As described in the Knickerbocker News for February 4, 1960, pride of place for the Good Samaritan Center was to be given on the Hackett Blvd entrance to the new Child’s Hospital and a chapel. The remainder of the 17 acre complex was to include a home for the elderly, a nurses’ residence and possibly nursing school, an addition to St. Margaret’s House, an administration building, and possibly a doctor’s building.
The first element to be built the Center was the new Child’s Hospital. This was accomplished speedily, and it received its first patient on October 23, 1961.
For unknown reasons, plans for the chapel did not progress. This was all for the best for St. Paul’s, because in September 1962 New York State bluntly informed our vestry that the congregation would not be able to stay on Lancaster Street. The vestry chose to relocate to the proposed site of the chapel at the Samaritan Center.
Over the next decade, other elements were added to the center: Nelson House (the home for the “well aged”), the Child’s Nursing Home, additions to St. Margaret’s House and a doctor’s building.
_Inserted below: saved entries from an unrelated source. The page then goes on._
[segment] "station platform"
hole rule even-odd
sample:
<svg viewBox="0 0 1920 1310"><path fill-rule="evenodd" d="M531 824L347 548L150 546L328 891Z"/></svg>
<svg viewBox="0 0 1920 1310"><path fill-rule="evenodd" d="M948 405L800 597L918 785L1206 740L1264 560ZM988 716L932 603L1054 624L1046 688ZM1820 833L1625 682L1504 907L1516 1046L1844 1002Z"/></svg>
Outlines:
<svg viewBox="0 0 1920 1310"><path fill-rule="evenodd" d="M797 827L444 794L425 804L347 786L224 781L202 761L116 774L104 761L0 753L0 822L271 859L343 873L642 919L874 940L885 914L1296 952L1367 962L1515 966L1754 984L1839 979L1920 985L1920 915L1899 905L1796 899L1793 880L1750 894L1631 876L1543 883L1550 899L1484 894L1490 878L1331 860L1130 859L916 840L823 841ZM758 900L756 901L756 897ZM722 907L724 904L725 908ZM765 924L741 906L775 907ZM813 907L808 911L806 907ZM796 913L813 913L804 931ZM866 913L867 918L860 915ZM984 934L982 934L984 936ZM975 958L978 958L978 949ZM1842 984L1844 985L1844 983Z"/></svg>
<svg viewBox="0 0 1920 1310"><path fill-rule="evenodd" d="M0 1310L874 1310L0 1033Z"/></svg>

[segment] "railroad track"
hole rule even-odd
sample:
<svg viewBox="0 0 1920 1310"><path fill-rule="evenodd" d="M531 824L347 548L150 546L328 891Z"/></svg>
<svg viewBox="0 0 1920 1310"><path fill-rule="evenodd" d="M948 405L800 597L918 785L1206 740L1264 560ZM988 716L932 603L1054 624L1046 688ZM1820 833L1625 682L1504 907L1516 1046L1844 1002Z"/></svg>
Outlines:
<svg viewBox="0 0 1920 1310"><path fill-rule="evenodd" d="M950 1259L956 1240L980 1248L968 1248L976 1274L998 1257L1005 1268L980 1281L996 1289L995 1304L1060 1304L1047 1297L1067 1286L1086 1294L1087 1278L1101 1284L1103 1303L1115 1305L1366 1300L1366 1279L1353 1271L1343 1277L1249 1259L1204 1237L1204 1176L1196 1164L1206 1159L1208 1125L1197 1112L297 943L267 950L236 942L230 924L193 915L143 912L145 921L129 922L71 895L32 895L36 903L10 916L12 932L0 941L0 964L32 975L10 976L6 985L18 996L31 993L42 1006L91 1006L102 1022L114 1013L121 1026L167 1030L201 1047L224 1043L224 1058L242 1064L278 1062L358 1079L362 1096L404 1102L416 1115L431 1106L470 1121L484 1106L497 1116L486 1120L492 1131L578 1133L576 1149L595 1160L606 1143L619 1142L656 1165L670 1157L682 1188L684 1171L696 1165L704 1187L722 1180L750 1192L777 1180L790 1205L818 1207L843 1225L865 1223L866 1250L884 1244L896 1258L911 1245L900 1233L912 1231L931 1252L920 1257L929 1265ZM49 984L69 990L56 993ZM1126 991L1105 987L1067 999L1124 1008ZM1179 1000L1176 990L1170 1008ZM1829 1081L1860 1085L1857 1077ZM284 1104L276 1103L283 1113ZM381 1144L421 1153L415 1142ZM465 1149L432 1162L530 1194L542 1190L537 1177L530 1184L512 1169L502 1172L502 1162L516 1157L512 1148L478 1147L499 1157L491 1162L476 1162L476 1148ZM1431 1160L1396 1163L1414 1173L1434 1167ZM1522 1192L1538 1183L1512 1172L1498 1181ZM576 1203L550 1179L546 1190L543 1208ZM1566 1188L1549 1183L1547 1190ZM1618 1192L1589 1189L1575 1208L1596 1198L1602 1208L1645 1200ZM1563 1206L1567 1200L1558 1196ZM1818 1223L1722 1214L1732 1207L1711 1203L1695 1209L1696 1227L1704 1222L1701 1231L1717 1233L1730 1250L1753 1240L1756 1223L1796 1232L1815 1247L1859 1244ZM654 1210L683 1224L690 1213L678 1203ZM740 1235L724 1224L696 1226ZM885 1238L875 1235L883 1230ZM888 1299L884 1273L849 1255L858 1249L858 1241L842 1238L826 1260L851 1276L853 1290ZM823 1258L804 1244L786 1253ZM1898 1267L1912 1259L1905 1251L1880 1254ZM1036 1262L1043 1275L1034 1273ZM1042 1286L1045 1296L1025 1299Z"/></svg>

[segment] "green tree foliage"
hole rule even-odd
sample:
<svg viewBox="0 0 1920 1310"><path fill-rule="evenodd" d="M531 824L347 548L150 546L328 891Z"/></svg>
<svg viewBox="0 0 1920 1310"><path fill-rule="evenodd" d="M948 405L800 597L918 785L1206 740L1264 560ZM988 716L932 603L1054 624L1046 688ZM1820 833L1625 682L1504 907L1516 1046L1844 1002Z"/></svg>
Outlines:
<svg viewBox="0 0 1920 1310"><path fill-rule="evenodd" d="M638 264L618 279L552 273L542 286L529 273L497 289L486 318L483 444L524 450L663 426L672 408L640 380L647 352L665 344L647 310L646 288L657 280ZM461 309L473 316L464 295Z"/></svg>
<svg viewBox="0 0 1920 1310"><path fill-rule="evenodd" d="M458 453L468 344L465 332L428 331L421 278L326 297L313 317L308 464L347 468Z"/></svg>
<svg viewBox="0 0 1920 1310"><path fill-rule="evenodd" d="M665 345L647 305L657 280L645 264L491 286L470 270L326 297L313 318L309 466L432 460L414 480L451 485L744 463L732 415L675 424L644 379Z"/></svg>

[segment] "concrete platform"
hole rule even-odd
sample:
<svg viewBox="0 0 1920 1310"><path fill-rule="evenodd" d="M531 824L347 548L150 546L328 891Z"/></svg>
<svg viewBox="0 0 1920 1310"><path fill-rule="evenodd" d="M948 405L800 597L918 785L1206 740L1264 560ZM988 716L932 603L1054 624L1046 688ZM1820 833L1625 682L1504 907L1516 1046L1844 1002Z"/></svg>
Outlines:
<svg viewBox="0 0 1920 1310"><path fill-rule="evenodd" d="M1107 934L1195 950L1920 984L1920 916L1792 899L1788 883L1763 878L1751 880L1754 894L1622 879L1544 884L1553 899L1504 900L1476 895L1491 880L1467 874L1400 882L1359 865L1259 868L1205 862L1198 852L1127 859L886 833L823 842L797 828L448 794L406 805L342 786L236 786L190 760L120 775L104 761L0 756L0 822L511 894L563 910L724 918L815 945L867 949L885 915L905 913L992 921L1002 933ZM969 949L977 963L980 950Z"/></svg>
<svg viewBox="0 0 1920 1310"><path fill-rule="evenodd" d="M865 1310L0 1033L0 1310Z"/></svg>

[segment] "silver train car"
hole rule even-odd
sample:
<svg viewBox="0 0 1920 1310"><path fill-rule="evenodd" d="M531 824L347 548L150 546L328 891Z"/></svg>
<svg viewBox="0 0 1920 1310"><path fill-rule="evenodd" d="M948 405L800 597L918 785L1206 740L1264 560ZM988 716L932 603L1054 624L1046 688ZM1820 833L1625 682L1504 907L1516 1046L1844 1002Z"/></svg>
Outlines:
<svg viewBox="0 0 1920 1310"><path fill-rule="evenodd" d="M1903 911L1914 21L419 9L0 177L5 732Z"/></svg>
St. Paul’s and Child’s Hospital were Episcopal partners, siblings on Hackett Boulevard for our first 33 years on Samaritan Road. The Diocese of Albany sold Child’s Hospital in 1999, and it became the Albany Medical Center South Clinical Campus. The profits from that sale (over 10 million dollars) went to create Episcopal Charities of Albany Inc., which now provides “health care services and health care-related educational and religious programs” at the Spiritual Life Center in Washington County.
St. Margaret’s still sits on Samaritan Road, although it has long since become an independent institution. The diocese’s sale of Nelson House to the Albany College of Pharmacy in 2003 leaves only the street name to remind us of the Center. Perhaps we should change St. Paul’s address to 1 Samaritan Road as an appropriate nod to our history, and to the history of a laudable diocesan effort.